Mi padre nunca confió en mi. Miraba con cierta displicencia todo lo que emprendía, sin decir sí o no, sin calificar negativa o positivamente aquello en lo que yo depositaba toda mi atención.
No entendió jamás que me diera mamporros con otro por mucho que yo los llamara artes marciales o que me metiera largas tardes en el cuarto oscuro para revelar una foto, si en la tienda lo hacían en media hora por un par de cientos de pesetas.
Mi padre me solía mirar con cara de incógnita sin resolver.
No aprobaba, como supongo que todos los padres, que saliera hasta tarde, que bebiera ron, que me fumara algún cigarrillo… Pero nunca me dijo nada. Y yo sabía que detrás de aquel silencio había una desaprobación tácita.
Dejé de estudiar a los 17, y no le gustó, pero no me lo dijo. Me ofreció mi primer trabajo, y trabajé para él. No llegué nunca a cumplir los objetivos que me marcaba.
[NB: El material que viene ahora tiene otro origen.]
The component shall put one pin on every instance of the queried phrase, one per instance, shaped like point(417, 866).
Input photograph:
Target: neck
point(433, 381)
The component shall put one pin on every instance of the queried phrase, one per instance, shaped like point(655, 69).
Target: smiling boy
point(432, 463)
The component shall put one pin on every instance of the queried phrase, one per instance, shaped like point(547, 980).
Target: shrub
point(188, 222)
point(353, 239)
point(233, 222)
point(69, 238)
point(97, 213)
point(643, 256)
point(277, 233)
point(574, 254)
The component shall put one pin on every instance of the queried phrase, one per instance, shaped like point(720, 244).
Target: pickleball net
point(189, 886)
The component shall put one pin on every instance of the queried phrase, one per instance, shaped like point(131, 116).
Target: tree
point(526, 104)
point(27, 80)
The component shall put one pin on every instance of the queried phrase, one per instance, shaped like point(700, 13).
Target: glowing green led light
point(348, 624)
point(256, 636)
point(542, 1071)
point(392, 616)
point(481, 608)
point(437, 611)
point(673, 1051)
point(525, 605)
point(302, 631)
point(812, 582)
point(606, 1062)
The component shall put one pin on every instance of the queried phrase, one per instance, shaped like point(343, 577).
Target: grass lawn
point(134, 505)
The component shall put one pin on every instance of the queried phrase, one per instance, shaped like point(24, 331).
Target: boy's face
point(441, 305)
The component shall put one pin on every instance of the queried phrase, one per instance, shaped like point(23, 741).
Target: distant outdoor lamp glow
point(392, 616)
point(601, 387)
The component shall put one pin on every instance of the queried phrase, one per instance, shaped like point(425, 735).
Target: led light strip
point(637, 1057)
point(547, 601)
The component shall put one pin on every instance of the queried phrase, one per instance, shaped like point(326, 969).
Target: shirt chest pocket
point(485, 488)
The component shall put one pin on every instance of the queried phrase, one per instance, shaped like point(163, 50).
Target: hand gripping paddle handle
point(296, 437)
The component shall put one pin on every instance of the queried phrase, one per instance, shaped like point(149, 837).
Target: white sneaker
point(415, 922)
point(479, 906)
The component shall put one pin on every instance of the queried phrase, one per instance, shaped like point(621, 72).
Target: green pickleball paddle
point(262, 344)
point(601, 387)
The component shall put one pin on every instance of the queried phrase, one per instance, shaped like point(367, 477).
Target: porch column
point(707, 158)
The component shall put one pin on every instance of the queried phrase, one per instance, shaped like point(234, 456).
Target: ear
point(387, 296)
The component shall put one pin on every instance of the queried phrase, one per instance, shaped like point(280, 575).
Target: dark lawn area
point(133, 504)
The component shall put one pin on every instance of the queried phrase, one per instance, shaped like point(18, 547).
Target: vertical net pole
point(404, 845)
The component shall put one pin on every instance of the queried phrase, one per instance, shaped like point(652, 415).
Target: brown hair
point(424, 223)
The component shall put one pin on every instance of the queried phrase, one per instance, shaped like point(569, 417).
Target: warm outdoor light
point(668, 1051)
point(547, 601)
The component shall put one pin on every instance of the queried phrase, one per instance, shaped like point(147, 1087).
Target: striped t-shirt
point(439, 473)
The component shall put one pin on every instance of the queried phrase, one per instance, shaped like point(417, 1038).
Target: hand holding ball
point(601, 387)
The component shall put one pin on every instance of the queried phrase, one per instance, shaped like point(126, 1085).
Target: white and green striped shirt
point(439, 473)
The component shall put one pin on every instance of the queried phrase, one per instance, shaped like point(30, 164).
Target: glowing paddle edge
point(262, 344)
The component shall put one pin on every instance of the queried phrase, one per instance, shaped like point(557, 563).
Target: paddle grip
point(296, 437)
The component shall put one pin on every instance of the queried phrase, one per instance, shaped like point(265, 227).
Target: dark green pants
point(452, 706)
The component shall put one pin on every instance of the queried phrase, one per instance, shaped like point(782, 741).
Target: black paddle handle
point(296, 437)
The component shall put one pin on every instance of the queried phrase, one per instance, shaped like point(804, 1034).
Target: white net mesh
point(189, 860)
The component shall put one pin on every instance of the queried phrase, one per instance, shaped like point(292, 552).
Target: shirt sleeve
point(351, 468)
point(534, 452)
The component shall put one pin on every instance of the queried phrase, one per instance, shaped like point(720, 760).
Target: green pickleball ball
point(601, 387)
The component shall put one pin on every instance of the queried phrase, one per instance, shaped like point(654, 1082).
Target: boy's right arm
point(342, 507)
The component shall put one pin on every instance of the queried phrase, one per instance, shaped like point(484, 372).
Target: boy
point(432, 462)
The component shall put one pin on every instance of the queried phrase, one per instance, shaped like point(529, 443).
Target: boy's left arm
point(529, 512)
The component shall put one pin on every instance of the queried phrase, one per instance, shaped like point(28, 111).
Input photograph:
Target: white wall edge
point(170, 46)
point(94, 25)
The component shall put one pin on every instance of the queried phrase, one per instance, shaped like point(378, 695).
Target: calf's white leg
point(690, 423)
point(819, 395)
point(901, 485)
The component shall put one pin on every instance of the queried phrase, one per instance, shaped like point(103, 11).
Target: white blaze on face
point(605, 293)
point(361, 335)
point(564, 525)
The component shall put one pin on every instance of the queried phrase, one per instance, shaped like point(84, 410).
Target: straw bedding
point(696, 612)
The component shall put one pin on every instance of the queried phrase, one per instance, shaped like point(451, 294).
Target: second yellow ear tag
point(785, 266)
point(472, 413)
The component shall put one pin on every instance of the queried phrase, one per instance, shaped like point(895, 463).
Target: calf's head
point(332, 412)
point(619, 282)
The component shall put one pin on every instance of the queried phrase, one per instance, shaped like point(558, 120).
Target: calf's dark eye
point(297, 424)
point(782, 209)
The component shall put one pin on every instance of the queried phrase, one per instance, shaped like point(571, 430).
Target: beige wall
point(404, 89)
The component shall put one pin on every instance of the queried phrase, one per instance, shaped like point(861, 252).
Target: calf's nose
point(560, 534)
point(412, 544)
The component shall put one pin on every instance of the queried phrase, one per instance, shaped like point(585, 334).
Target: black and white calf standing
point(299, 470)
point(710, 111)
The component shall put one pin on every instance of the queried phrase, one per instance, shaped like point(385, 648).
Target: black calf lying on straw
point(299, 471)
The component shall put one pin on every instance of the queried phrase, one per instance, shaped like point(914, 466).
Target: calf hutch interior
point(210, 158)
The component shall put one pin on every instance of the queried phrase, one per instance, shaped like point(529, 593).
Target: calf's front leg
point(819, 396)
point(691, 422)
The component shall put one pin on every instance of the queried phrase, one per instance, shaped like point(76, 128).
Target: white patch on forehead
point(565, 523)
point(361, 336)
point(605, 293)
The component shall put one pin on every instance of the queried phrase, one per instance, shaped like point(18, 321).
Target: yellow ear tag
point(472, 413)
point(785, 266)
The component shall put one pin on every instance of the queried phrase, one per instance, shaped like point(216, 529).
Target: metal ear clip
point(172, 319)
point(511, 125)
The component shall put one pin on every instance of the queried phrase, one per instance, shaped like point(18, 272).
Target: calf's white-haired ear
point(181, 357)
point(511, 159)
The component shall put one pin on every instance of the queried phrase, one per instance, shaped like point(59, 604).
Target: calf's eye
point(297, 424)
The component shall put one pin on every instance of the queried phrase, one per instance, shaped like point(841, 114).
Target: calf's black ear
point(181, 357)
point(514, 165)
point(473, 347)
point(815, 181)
A los 25 retomé los estudios, me miró triste pensando que iba a perder otra vez mi tiempo, y cuando vio que empezaba a aprobar asignaturas lo oi asegurar que la Universidad había bajado mucho su nivel.
Mi padre es un gran lector de prensa escrita. Cada día compra el mismo periódico desde hace mucho. Cuando empecé a trabajar en un rotativo, que no era el suyo -el que él compraba-, pensé que al fin cumpliría con sus expectativas sobre mi, que yo sería hacedor de algo que él apreciaba cada mañana, que leía con detenimiento y a mi juicio disfrutaba. Fui a casa, orgulloso dejé sobre la mesa un ejemplar con un reportaje en páginas centrales, en las que fulgurantemente figuraba mi nombre en la data, y le dije:
-”Papá, soy periodista”.
Cogió aquellas páginas grasientas de tinta recién impresa, las leyó con detenimiento sentado en su sillón, las dobló dos o tres veces, las volvió a leer.
Y en la comida, mientras me ponía un vaso de vino me dijo:
-”Y eso que has puesto hoy en el periódico ¿de dónde te lo has copiado?”